The Washington Post reported late Wednesday that the results of a survey sent to 400,000 U.S. service members over the summer as part of the working group’s efforts will reveal that more than 70 percent of respondents think the effect of ending “Don’t Ask, Don’t Tell” would be positive, mixed or nonexistent.
Consequently, the survey results reportedly led study authors to conclude that objections to gays serving openly in the U.S. military would drop after the implementation of open service. Their deadline for completing the study and delivering it to Defense Secretary Robert Gates is Dec. 1.
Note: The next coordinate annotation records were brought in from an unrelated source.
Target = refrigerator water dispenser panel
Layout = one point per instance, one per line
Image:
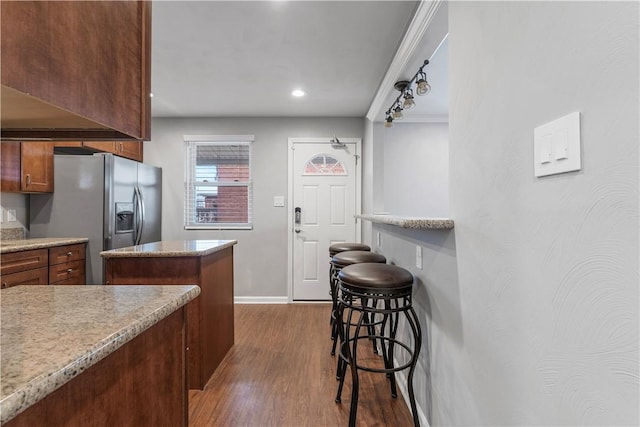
(124, 218)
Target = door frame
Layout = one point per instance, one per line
(289, 204)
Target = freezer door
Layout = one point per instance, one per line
(120, 202)
(75, 209)
(150, 194)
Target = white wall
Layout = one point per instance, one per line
(416, 169)
(531, 302)
(547, 267)
(261, 253)
(19, 203)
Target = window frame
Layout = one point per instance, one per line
(191, 185)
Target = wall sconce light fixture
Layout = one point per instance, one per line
(405, 100)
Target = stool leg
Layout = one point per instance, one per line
(345, 351)
(412, 319)
(335, 328)
(369, 321)
(341, 364)
(393, 328)
(355, 384)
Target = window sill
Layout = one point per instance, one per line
(219, 227)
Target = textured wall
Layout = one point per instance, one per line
(416, 157)
(547, 268)
(16, 201)
(261, 253)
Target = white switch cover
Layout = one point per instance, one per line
(556, 146)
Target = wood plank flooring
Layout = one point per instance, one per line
(280, 373)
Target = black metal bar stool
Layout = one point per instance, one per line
(387, 291)
(338, 262)
(333, 250)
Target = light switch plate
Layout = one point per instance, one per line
(556, 146)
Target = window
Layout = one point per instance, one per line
(218, 182)
(324, 164)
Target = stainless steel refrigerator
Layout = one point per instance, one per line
(115, 202)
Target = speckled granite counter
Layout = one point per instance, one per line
(51, 334)
(413, 223)
(171, 248)
(7, 246)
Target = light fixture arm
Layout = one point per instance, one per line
(404, 87)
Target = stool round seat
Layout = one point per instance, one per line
(374, 277)
(371, 299)
(347, 246)
(342, 259)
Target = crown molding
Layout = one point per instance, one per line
(420, 22)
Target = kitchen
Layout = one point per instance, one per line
(531, 314)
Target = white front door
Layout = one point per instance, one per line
(325, 196)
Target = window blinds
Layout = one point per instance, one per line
(218, 184)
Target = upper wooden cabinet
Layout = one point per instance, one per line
(75, 70)
(26, 167)
(130, 149)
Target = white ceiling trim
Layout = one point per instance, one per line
(424, 118)
(412, 39)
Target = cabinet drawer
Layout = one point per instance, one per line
(67, 253)
(66, 271)
(15, 262)
(39, 276)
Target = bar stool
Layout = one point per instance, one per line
(333, 250)
(388, 290)
(339, 261)
(346, 246)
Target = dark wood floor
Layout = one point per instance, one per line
(280, 373)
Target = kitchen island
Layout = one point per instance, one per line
(206, 263)
(94, 355)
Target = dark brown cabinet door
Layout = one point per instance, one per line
(37, 167)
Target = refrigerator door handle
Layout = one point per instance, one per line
(142, 216)
(136, 226)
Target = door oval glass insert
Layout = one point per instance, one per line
(324, 164)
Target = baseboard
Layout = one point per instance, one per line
(261, 300)
(401, 382)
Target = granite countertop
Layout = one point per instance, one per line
(7, 246)
(415, 223)
(50, 334)
(171, 248)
According to the Washington Post, the document is about 370 pages long and is divided into two sections. The first section examines whether ending “Don’t Ask, Don’t Tell” would harm unit readiness or morale. The second part offers a plan for ending enforcement of the law. This second section is not meant to serve as the military’s official instruction manual on the issue, but could be used as such if military leaders agreed.
The leaked findings could bolster efforts to move “Don’t Ask, Don’t Tell” repeal through Congress before the year’s end in the lame duck session. A number of key U.S. senators have said they want to see the results of the survey before legislatively acting on the military’s gay ban.
Alex Nicholson, executive director of Servicemembers United, said the leaked survey results confirm what “Don’t Ask, Don’t Tell” repeal advocates have already been saying in their efforts to build support for ending the law.
“These results confirm what those of us who actually know the modern military, especially the rank and file troops, have said all along. The men and women of America’s armed forces are professionals who are capable of handling this policy change,” Nicholson said. “In light of these findings, as well as the Secretary of Defense’s recent call for Senate action on ‘Don’t Ask, Don’t Tell’ during the lame duck session, there is no longer any excuse for failing to bring the defense authorization bill back up during the first week of the post-election legislative session.”
Aaron Belkin, director of the Palm Center, a think-tank on gays in the military, said the leaked survey results have effectively ended the debate on whether gays should serve openly in the military.
“A measure of the full report is still needed and there are undoubtedly adjustments that will need to be considered as any transition to openly gay service moves forward,” Belkin said. “However, the Pentagon itself has made the strongest case for the repeal of ‘Don’t Ask, Don’t Tell’ in stating that this can be done during wartime without harming unit cohesion or military readiness.”